葉桜と魔法

(桜SS 4/10)

「ほら、見てくださいゲーチスさん」

女性の指差した先にはまだ齢十にも満たないであろう子供達がいる。大きな桜の木の下で、甲高い声と共に走り回る7人の子供だ。
煩いことだと呟けば、隣から小さな微笑みと共に「そっちじゃありませんよ」と返ってくる。
それを受けて男は再び桜の木へと視線を戻し、彼女の「見てください」が示す本当のところをその隻眼で探す。
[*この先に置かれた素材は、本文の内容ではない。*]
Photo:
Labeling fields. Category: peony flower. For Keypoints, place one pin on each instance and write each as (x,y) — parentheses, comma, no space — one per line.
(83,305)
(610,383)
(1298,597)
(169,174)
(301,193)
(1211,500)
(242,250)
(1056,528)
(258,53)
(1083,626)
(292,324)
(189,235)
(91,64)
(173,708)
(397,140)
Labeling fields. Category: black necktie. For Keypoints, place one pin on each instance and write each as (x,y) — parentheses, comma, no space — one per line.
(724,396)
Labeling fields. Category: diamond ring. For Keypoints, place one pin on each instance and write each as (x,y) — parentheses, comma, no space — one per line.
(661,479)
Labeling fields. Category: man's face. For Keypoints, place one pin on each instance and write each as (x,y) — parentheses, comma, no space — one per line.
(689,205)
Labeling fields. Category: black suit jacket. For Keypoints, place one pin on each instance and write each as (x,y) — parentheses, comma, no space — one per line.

……走り回る子供達から少し離れたところ、太い幹の四角になっている日陰の場所に、5歳程度の幼子がいた。
彼は自らの背よりもずっと高い桜の枝へと手を伸べて、何かを掴もうとその両手を宙にひらひらと泳がせていたのだ。
あの背丈では、どう足掻いても桜の枝を掴むことは不可能だ。あのくらいの年齢の子供はさて、その程度のことも分からない程に稚拙であったろうか。
そこまで考えて、男は気付いた。あの幼子は桜の枝を掴もうとしているのではない。桜の枝から離れた花弁を握ろうとしているのだ。
その、あまりにも小さな手の中に、あの「ひらひらしているきれいなもの」が飛び込んできたならどんなにか嬉しいだろうと、そうした期待の元に手を伸べているのだ。

「幸福とは往々にして、求める人のところにはやって来ないものですよね。追いかければ追いかける程、手を伸ばせば伸ばす程、幸福や運命は逃げていってしまう」

「……」

「あれ? ……ふふ、どうしたんですか? そんなに驚いて。まるで貴方が同じ言葉を、誰かに言ったことがあるみたいな、顔をして」

その「誰か」をこの女性は既に知っている。知っていて、敢えてそのような物言いをしている。
男は左肩だけを軽く竦めて隻眼を伏せて眉をひそめて、その不可思議な彼女の不気味な言動を許す。
過去も未来も別世界での出来事も、この不可思議で不気味な女性にとっては一冊の本のようなものでしかない。彼女はその本を「読んでいる」に過ぎない。
だからきっと、その言葉を受けて男がこれから為すことだって、彼女にはとうに見えている。既にその物語は、読まれている。
故に男が躊躇う理由など、きっとあるはずもなかったのだ。

歩を進める。満開の大樹の下へ向かう。女性はその足取りを少し離れたところから眺めている。
桜の大樹に若葉が生える。男の後ろ姿が、その背に流れる緑の髪が、満開の桜に溶ける。葉桜と化す。葉桜の一つ目は、満開の桜を見上げるその目は、赤い。

幼子は隣に立った長身の男に驚き目を見開く。その男がそっと左手を宙へと差し出せば、ほら、そこに桜の花弁が一枚だけ落ちてくる。
男は花弁を望んでいない。花弁を求める気にはなれない。それでも手を伸べた。だから花弁は男の手を選んだ。それだけのことであった。
戯れに膝を折る。戯れにその左手を幼子へと差し出す。戯れに「これが欲しかったのでしょう」と言ってみる。戯れに、微笑んでみる。

「おじさんは魔法が使えるの?」

けれども純な眼差しを向けられて、そのようなことを尋ねられてしまっては、男はもう「戯れ」を続けることができずに、眉をひそめて沈黙するしかない。
クスクスと、男の背後から笑い声と共に足音が聞こえてくる。女性が駆け寄ってきているのが分かる。
さて、彼女はこちらに助け船を出すつもりなのだろうか。それとも、更に深みへと突き落としにかかるつもりだろうか。
男は女性へと振り返り、「早くしなさい」と急かすように睨み付けた。女性は楽しそうに笑いながら、男の隣にしゃがんで幼子と視線を合わせた。
……そして、男は大きな溜め息を吐く準備をするために呼吸を止めた。これは、自分ではなく幼子の味方をする顔だと気付いたからだ。

「そうよ、この葉桜さんは魔法が使えるの。貴方のところに幸せを届ける、優しい魔法。ね、素敵でしょう?」

個人的に大好きな太宰さんの短編「葉桜と魔笛」のタイトルを意識しました。